In the latest round, Benjamin Netanyahu’s Likud Party gained the most Knesset seats, but still lacks the majority to form the government. The controversial prime minister has to struggle to put together a ruling alliance from a shrinking number of potential partners. The opposing party has 57 seats, while Likud and its right-wing religious and nationalist allies have 52. The United Arab List, headed by Mansour Abbas, and Yamina, a right-wing nationalist faction led by Naftali Bennett, are the wild cards. Netanyahu is even two seats short of a majority with Bennett on board.
Arab parties have been running in elections in Israel as part of an alliance identified as the Joint List since 6 years ago. Forming alliance increases the chances of these smaller parties and the Arab minority voting bloc winning seats in the Knesset, as parties must secure a 3.25-percent minimum percentage of votes to win any seats at all. This year, Abbas’ Islamist group broke from the Joint List. His willingness to form a government with either the Likud alliance or the center-left camp detached it from other groups as traitor.
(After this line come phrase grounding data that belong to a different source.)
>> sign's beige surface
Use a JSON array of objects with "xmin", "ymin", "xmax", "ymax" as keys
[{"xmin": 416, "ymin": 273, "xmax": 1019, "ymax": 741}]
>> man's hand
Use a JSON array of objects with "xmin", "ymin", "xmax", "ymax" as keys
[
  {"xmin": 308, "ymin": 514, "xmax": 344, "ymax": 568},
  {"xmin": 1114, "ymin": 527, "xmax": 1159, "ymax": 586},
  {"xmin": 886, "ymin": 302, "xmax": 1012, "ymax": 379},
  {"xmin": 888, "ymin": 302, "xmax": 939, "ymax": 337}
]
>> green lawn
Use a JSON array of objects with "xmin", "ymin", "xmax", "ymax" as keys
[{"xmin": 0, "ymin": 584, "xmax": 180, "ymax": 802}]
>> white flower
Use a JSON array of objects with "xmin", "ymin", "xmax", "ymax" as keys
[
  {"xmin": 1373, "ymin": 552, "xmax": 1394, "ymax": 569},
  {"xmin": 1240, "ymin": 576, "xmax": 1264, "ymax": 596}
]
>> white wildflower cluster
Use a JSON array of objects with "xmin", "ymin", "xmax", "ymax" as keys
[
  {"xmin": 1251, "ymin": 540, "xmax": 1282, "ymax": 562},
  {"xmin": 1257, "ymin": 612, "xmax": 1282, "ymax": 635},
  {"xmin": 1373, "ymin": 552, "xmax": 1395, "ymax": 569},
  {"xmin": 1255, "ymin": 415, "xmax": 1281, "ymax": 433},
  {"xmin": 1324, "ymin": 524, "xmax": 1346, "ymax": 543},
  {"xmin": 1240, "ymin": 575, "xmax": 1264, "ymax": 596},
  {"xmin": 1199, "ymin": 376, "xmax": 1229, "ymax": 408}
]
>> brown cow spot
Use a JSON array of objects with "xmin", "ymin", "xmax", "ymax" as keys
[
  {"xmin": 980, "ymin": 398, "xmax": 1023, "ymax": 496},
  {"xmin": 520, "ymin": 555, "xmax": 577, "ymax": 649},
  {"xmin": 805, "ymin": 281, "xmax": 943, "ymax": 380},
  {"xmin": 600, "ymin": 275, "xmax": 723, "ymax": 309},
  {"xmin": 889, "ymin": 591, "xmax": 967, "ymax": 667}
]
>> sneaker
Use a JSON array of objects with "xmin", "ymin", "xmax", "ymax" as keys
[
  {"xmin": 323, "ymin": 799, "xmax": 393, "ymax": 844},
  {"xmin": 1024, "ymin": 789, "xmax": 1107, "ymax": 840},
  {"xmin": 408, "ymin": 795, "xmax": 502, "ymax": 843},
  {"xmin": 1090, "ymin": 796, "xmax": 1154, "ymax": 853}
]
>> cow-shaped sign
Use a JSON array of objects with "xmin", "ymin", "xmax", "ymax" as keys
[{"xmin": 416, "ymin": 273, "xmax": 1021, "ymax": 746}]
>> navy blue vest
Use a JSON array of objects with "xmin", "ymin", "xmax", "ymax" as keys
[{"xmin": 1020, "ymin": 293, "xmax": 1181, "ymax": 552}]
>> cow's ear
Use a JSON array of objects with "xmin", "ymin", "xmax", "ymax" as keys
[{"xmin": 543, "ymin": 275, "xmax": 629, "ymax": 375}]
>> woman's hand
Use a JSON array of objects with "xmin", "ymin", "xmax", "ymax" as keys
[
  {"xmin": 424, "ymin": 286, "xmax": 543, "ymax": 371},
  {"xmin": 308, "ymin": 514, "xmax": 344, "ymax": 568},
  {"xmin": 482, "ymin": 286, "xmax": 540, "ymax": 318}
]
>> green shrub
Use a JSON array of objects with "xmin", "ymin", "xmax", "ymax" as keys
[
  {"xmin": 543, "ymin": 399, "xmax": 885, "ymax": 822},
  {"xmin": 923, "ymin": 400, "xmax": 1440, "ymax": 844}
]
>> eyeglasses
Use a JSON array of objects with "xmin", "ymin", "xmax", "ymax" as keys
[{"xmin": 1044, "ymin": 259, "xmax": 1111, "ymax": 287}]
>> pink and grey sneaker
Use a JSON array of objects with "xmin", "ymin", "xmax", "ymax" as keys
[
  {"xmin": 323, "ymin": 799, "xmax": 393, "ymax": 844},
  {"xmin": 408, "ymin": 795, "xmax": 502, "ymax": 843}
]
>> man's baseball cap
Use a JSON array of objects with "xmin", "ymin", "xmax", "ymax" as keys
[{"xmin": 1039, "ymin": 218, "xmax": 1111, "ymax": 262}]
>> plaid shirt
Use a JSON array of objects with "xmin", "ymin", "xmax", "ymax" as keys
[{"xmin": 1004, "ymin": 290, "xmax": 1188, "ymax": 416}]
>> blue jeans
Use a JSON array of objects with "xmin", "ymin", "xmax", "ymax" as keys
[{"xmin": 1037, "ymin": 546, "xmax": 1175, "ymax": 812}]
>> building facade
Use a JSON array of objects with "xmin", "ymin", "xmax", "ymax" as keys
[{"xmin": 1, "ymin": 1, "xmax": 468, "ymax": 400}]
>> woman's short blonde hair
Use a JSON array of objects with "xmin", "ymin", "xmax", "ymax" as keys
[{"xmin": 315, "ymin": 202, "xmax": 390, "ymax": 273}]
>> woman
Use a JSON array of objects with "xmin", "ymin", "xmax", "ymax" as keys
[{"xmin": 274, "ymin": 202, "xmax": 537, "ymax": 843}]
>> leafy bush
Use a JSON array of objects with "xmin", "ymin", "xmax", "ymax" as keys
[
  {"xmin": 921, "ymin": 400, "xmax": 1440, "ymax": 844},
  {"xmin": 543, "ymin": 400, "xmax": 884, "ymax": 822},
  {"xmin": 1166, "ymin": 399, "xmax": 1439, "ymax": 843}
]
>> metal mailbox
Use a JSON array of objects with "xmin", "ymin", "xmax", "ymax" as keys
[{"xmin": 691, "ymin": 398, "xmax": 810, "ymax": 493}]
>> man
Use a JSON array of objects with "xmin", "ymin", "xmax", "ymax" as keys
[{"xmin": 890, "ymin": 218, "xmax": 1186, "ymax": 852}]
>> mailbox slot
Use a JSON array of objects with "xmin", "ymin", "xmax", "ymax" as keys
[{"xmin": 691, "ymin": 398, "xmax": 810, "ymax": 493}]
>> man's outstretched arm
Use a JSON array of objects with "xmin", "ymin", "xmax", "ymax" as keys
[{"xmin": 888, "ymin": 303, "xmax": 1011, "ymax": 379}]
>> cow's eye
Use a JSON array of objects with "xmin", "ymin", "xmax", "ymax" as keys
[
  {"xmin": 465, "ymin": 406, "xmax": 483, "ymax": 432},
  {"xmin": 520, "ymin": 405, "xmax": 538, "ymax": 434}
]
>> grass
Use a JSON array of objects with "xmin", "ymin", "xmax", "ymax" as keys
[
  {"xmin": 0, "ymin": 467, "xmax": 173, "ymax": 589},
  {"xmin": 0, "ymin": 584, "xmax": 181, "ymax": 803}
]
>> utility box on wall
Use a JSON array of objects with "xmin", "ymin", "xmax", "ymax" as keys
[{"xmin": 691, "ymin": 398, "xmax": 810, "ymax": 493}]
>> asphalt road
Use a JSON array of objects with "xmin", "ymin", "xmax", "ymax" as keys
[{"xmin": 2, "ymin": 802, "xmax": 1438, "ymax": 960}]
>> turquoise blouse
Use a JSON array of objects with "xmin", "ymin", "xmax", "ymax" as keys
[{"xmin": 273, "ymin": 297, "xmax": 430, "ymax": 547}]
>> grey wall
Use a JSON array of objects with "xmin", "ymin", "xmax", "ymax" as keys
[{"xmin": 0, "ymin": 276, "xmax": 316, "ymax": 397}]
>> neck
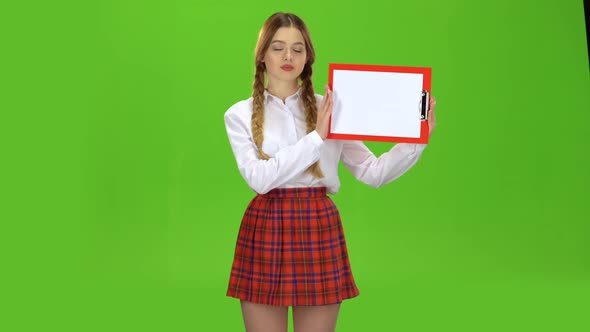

The United Arab List, which was not supposed to pass the threshold, won four seats. This means Abbas’ approach might be decisive. In Israel, no single Arab group has ever joined a winning political coalition.
Bezalel Smotrich, the leader of the far-right Religious Zionist Party, expressed total disagreement with forming any sort of coalition with Arab parties, making any potential for forming majority Netanyahu coalition impossible.
In the meantime, the anti-Netanyahu alliance is nothing more than an ideologically inconsistent jumble of left-wing, moderate, and center-right groups unified only by their common contempt for Netanyahu and determination to depose him. It comprises the dwindling remains of Israel’s center-left Labor Party, the left-wing Meretz and the Arab Joint List, as well as Benny Gantz’s liberal centrist Blue and White Party.
Having conflict with all sides, you’re probably the issue. By the way, it is Prime Minister Benjamin Netanyahu, not Mansour Abbas, who must learn the lesson right now. The Likud king, who has served as Prime Minister since 2009, has amassed so much political baggage and proved to be so controversial that the only debate in political and societal scenes of the country is whether he should stay or go.
Netanyahu’s own political party is split over him. Aspiring Likudniks have been expecting him to step down for years, so as to climb through the ranks of the party. Gideon Sa’ar, once seen as his potential replacer, unsuccessfully ran for Likud leadership in 2019. He split off and established New Hope, itself part of the anti-Netanyahu potential coalition.
The most likely outcome now is that no coalition can be formed and a fifth election is called. Avigdor Lieberman, the chairman of Yisrael Beiteinu, has advocated gathering a Knesset coalition to pass laws banning convicted defendants from joining legislatures, followed by new elections. This will preclude Netanyahu from winning re-election to the premiership and push Likud to elect a new leader.
Israel cannot pass on from the volatile political situation that Netanyahu has generated as long as he remains the centre of focus. What follows after him may or may not be democratic, nonviolent, or hopeful, but the chances for some sort of reform in Israel will stay bleak until he is gone.